Hello. We are working with Spark Flex, and all our coders are rookies. Is Spark Flex capable of something like “run to position” and able to hold position? Would anyone have any sample code, or point us to some sample code for spark flex running an arm. Say Button A – position 1, Button B – position 2?
Everything here is for SparkMAX, but if you just change that then it should work.
This is the rev example for position control.
This is our Arm subsystem that works quite well.
The section that runs to a position works perfectly fine right now. This is a simple P controlled arm. It should really have a gravity feed forward here, but it works fine without so I am not messing with it.
public void runToPosition(double setpoint) {
//these are included safety measures. not necessary, but useful
if(getPos() >= ArmConstants.kUpperLimit) {
left.set(0);;
System.out.println("¡TOO HIGH! ¡UPPER LIMIT!");
}
else if(getPos() <= ArmConstants.kLowerLimit) {
left.set(0);;
System.out.println("¡TOO LOW! ¡LOWER LIMIT! " + getPos());
}
else{
armPID.setReference(setpoint, ControlType.kPosition);
}
}
The hold()
method does use ArmFeedforward
.
public void hold(TrapezoidProfile.State setpoint) {
double feedforward = ff.calculate(setpoint.position*2*Math.PI, setpoint.velocity);
armPID.setReference(setpoint.position, ControlType.kPosition,0, feedforward);
}
Really appreciate it. Definitely next level. We will try to see if we can make it work. Took a look at your code… if I am reading it, is the pov the D-pad? and is it set up for the operator to use the start and d pad at the same time? Thanks.
That would be correct. Those are not really intended to be used normally, however. This is a case of start
in combination with other things being used as an override button to allow certain things to happen that should not happen normally. In this case it runs the arm under open loop control and allows it to bypass safety limits.

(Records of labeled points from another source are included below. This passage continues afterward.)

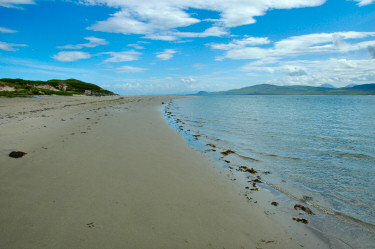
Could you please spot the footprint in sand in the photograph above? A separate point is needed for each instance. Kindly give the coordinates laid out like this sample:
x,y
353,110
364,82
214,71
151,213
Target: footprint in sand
x,y
90,225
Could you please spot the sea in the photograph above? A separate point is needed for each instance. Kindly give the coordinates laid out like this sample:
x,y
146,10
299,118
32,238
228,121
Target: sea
x,y
316,151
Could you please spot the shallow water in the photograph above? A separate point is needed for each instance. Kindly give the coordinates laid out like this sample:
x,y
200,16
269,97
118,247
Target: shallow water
x,y
317,147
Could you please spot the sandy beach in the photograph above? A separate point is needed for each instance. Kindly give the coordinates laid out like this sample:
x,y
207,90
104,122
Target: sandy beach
x,y
110,173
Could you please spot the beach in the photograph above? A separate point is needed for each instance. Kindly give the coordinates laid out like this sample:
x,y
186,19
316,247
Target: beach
x,y
109,172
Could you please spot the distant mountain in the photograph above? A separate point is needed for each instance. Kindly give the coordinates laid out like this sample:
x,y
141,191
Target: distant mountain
x,y
327,86
266,89
20,87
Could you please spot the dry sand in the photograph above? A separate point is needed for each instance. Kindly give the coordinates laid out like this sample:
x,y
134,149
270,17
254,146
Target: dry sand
x,y
110,173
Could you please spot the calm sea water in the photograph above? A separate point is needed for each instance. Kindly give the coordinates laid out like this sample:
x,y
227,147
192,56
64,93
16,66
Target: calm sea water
x,y
322,147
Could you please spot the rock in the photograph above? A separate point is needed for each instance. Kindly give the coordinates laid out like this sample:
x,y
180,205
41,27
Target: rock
x,y
17,154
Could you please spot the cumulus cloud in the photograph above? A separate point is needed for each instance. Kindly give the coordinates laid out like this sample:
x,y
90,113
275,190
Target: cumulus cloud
x,y
15,3
10,46
136,46
122,56
242,43
316,72
319,43
161,19
295,70
93,42
71,56
5,30
167,54
371,50
188,80
130,69
364,2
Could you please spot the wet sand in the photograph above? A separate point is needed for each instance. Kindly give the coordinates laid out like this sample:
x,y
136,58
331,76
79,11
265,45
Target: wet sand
x,y
110,173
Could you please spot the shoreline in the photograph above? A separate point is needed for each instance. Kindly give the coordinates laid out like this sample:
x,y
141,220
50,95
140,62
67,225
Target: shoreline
x,y
111,173
329,227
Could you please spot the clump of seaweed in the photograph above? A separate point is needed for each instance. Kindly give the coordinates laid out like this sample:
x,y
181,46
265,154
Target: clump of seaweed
x,y
227,152
304,221
303,208
17,154
246,169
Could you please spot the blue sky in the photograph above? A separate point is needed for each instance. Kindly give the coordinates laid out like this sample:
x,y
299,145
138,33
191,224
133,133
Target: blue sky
x,y
185,46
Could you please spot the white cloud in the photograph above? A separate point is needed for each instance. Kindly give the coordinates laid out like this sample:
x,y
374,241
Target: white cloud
x,y
14,3
93,42
239,44
10,46
130,69
188,81
71,56
136,46
160,19
320,43
5,30
364,2
123,56
339,72
167,54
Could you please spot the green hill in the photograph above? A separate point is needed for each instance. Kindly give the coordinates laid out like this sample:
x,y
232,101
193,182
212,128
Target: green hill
x,y
266,89
20,87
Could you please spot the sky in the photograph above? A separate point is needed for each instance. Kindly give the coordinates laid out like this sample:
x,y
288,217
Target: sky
x,y
186,46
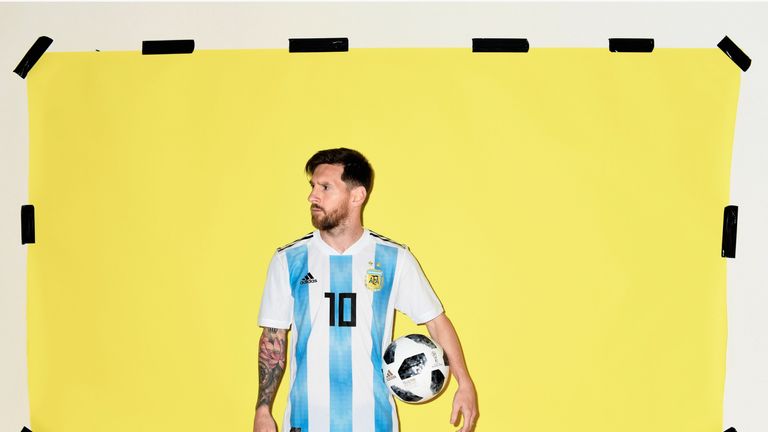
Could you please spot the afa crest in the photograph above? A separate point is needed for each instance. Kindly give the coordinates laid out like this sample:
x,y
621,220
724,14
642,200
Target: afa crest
x,y
374,279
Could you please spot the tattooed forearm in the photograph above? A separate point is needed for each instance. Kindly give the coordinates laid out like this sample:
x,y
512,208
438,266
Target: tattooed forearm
x,y
271,364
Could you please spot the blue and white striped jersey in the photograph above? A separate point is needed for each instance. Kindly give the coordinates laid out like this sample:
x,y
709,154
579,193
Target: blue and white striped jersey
x,y
341,308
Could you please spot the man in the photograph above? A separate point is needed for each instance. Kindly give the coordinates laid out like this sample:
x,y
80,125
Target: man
x,y
338,287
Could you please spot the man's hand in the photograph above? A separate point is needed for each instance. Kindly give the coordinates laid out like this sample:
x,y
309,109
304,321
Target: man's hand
x,y
465,402
263,421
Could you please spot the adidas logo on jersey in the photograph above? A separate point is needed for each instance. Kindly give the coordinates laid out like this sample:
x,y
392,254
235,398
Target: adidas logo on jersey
x,y
307,279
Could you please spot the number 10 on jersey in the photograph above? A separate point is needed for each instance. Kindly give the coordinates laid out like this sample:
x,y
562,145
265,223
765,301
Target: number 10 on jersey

I strongly encourage that any normal control you do should be closed loop, using a PID like in any implementation of RunArmClosedLoop
.
Whatever you do do not use “SmartMotion”. It does not close the loop on position so it cannot effectively correct for position errors.
Instead of doing that, you can generate a motion profile using WPILib’s TrapezoidProfile, and send a series of positions to the Spark Max in regular position PID mode.
It doesn’t? The documentation seems to imply it does
Edit: You are right! I was referring to the bottom of teleopPeriodic() where it has a position as the PID set point. I thought smartmotion was a MotionMagic alternative
It appears it is not
I mean technically it is intended as REV’s equivalent to MotionMagic, but as you see in your linked posts, it’s implementation is flawed.
Also we’ve implemented a fixed version of this functionality, that we’ve dubbed “smooth motion” in our library, PurpleLib.
It does all the work of generating a trapezoid profile for you, running it, and providing a function to tell when the motion is complete.
Among other features like AdvantageKit logging etc.
Hello 4. Looking at your code. Do you use through the bore encoders for this? If so is it possible to do it without?
It is entirely possible to use the through bore sensor for PID feedback. You just have to configure that as the sensor that the PID controller is going to use.
Yes, I am using a througbore encoder, but you can change that to use any encoder you like. The code here is using an absolute encoder, so if you want to use a relative one you will need to include a method to reset its position.
If your arm is chain driven make sure that there is an encoder on the arm itself and not just the NEO encoder as the chain can slip → reading is wrong → stuff breaks under immense torque.